After a blood test, and going through a full history of my symptoms over the last four years, the gynaecologist said one word: PERIMENOPAUSE.
She explained that my oestrogen levels were on the floor, and were the entire reason I was feeling all these things. She reassured me that nothing was wrong with me, suggested I have a coil fitted to stop the bleeding, and told me I’d feel like a new woman after a month on hormone replacement therapy (HRT).

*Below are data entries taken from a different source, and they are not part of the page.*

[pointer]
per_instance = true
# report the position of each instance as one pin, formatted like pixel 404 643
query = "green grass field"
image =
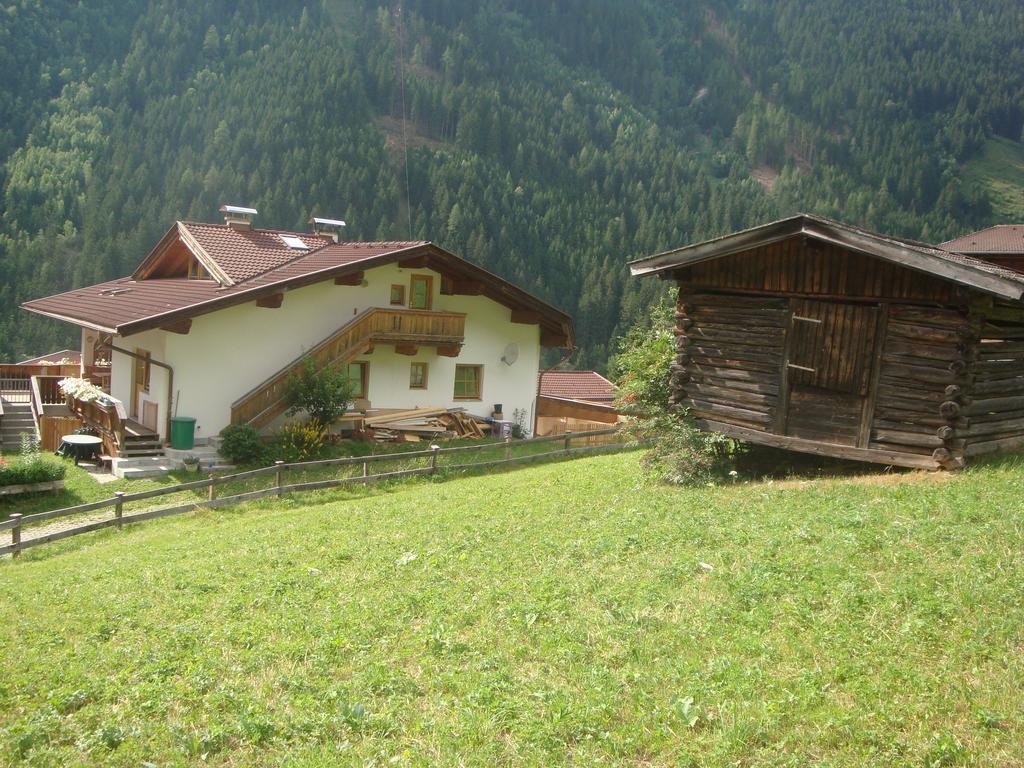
pixel 999 169
pixel 569 613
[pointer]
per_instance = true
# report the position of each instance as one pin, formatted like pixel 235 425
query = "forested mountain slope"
pixel 548 141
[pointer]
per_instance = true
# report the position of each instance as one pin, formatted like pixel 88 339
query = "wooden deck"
pixel 134 429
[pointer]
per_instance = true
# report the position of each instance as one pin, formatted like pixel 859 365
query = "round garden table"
pixel 82 445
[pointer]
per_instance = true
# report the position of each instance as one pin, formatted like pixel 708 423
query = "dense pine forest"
pixel 548 141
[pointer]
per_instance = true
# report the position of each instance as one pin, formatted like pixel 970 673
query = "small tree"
pixel 325 393
pixel 681 454
pixel 641 368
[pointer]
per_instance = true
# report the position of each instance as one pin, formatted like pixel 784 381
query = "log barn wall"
pixel 991 410
pixel 901 367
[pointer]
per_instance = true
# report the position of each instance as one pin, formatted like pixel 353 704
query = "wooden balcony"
pixel 406 329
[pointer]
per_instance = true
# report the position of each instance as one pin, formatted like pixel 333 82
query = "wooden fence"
pixel 427 462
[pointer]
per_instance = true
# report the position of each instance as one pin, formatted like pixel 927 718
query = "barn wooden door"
pixel 828 370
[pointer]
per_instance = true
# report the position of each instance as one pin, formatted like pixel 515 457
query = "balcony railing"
pixel 376 326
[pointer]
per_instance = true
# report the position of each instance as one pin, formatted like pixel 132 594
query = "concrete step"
pixel 154 466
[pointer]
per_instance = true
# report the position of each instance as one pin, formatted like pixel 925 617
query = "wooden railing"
pixel 109 419
pixel 392 466
pixel 266 400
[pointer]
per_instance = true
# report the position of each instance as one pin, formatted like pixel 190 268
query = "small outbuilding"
pixel 815 336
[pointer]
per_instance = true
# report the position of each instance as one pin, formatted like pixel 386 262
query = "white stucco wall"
pixel 228 352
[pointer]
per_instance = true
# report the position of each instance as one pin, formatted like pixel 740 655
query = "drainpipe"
pixel 170 380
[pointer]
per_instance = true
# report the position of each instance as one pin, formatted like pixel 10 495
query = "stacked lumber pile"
pixel 423 423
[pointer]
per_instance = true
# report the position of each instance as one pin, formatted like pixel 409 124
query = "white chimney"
pixel 238 217
pixel 332 227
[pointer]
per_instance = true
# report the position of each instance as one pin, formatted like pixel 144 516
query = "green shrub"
pixel 641 368
pixel 31 470
pixel 682 455
pixel 242 443
pixel 325 393
pixel 298 441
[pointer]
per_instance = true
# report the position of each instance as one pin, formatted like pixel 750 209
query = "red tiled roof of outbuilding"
pixel 577 385
pixel 1001 239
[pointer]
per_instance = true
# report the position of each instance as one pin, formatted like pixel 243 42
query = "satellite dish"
pixel 511 353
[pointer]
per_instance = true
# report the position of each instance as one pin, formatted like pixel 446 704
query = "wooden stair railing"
pixel 109 420
pixel 265 401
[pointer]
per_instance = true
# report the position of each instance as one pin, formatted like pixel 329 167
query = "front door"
pixel 829 370
pixel 140 379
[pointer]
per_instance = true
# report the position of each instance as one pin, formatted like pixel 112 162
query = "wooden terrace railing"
pixel 109 419
pixel 266 400
pixel 15 381
pixel 409 464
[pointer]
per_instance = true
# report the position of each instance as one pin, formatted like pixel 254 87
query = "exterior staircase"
pixel 171 460
pixel 403 328
pixel 16 419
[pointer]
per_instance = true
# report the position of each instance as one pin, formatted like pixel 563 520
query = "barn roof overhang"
pixel 922 257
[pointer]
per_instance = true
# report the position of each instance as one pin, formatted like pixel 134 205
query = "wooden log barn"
pixel 814 336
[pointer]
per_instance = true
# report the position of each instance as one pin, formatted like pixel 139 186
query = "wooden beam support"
pixel 355 279
pixel 449 350
pixel 526 317
pixel 270 302
pixel 467 288
pixel 181 327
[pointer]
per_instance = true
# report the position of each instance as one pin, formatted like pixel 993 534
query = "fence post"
pixel 15 535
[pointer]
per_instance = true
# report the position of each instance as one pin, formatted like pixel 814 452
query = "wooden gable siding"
pixel 923 364
pixel 729 354
pixel 799 267
pixel 991 412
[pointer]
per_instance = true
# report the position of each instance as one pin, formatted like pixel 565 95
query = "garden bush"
pixel 242 443
pixel 25 471
pixel 681 454
pixel 298 441
pixel 325 393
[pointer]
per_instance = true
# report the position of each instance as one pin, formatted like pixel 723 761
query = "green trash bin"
pixel 182 432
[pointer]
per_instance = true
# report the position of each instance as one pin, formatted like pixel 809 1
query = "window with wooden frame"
pixel 421 288
pixel 358 376
pixel 468 382
pixel 197 270
pixel 418 375
pixel 142 370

And she was right. Four weeks later, my mood had lifted significantly, my energy levels had peaked, my memory returned, I could think clearly and make normal decisions. The anxiety and palpitations stopped, and I suddenly realised I was happy and really enjoying my life again. It was the first time in years that I could remember laughing. My husband said he’d got his wife back and the kids, their mum.
Creating a support group
That night, as I lay on my bed crying my eyes out in relief, I turned to Facebook to see if anyone else could relate to these last four years of perimenopausal hell. All the women’s groups I could find were for mums with young babies, comparing notes on nappy rash and buggies. So I decided to set up my own group.
I wanted it to feel like an online coffee shop for midlife women, as I’ve always found chatting with a friend over a coffee is the solution to most of life’s problems.
To my surprise, within 24 hours of setting up the group I had 2,000 new members. In 48 hours that had doubled to 4,000, and so The Latte Lounge (top tips for women over 40) was created.
Today, after two and a half years, we have over 15,000 women across 69 countries in the world.
I’ve since set up a website, www.lattelounge.co, put together a medical advisory committee, and have more than 30 contributors to help support other women, in all areas of midlife – so that no one ever needs to feel alone, confused, lost, or like they’re going mad.
Doctors need better training to understand and spot perimenopause symptoms, and women need to be educated from an early age on what the word perimenopause means.
After all, I wasn’t having hot flushes, and I still had periods. But the ten years before menopause, as oestrogen levels start to drop, can create symptoms that are the same as or even worse than the menopause.
I feel angry that I lost four precious years of my life, and I want my forum to be the go-to place for all things mid-life, so we can be a force for good. We can campaign for better education and awareness; provide up to date, evidence-based information; and we can support and signpost women correctly so they get the help they need, when they need it.